En la que el viajero inglés Charles Letrobe llamó la “Ciudad de los Palacios”, cuando se caminaba por el entonces suntuoso Paseo Bucareli o largas filas de coches rodeaban los frondosos jardines de la Alameda, la élite presumía enormes mansiones, decoradas a todo lujo, con un privilegiado denominador común: el consumo del chocolate y del tabaco.
Así es. No había visita o recepción sin ellos. Ni pasaba un día en que no se disfrutaran en un delicioso ritual casero, dos veces al día, por la mañana y a las tres de la tarde.
Pero el tabaco también era de rigor. Nadie dudaba en consumirlo, y menos las damas. Se fumaba mucho, en todos lados, a excepción de las iglesias. El uso del tabaco se generalizó en la alta sociedad, sin distinción de edad y sexo, lo hacían hasta las señoritas más delicadas y melindrosas.
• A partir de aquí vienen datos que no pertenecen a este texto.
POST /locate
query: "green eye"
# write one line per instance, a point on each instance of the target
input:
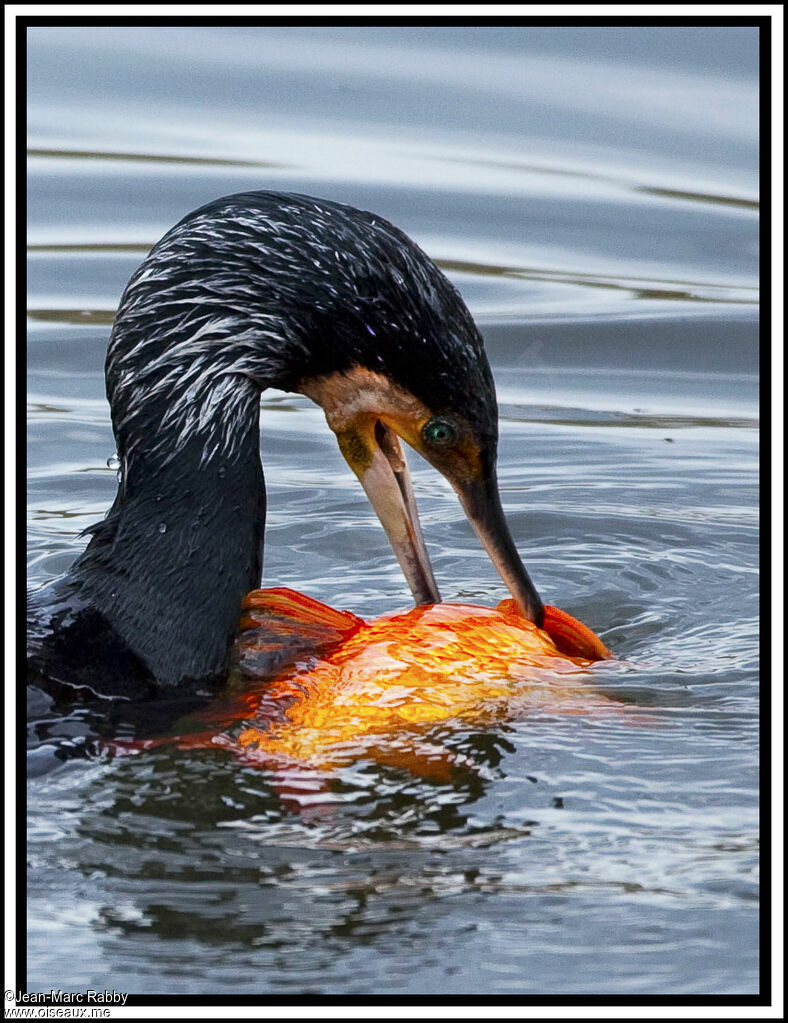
(439, 432)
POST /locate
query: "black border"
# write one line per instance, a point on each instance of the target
(763, 24)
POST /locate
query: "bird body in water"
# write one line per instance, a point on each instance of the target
(254, 291)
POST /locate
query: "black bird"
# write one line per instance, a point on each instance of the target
(253, 291)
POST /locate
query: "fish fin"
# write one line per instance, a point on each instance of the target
(572, 637)
(280, 626)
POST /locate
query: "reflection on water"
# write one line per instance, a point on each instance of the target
(594, 195)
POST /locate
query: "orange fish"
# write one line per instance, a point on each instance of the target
(344, 688)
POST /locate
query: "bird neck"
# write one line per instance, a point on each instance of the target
(182, 542)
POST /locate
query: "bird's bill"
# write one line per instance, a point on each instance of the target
(384, 475)
(481, 502)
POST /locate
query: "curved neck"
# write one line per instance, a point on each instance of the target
(182, 543)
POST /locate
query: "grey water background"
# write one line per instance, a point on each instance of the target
(593, 193)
A pie o en carro, llevaban siempre un cigarro en los labios. Eran extraídos de cigarreras de oro o plata, con incrustaciones de piedras preciosas. Un artículo infaltable, como lo es hoy, por ejemplo, el teléfono celular.
Tampoco era menos el disfrutar en las tertulias de los placeres del chocolate y los helados. Era el perfil de una sociedad sensual, ostentosa y ávida de fiestas, cuando en las mansiones de aquellos años se bailaba hasta la madrugada, al ritmo de fandangos y minuetos.
Hoy, igual se bebe chocolate y se fuma, sólo que ya no hay tal “Ciudad de los Palacios”.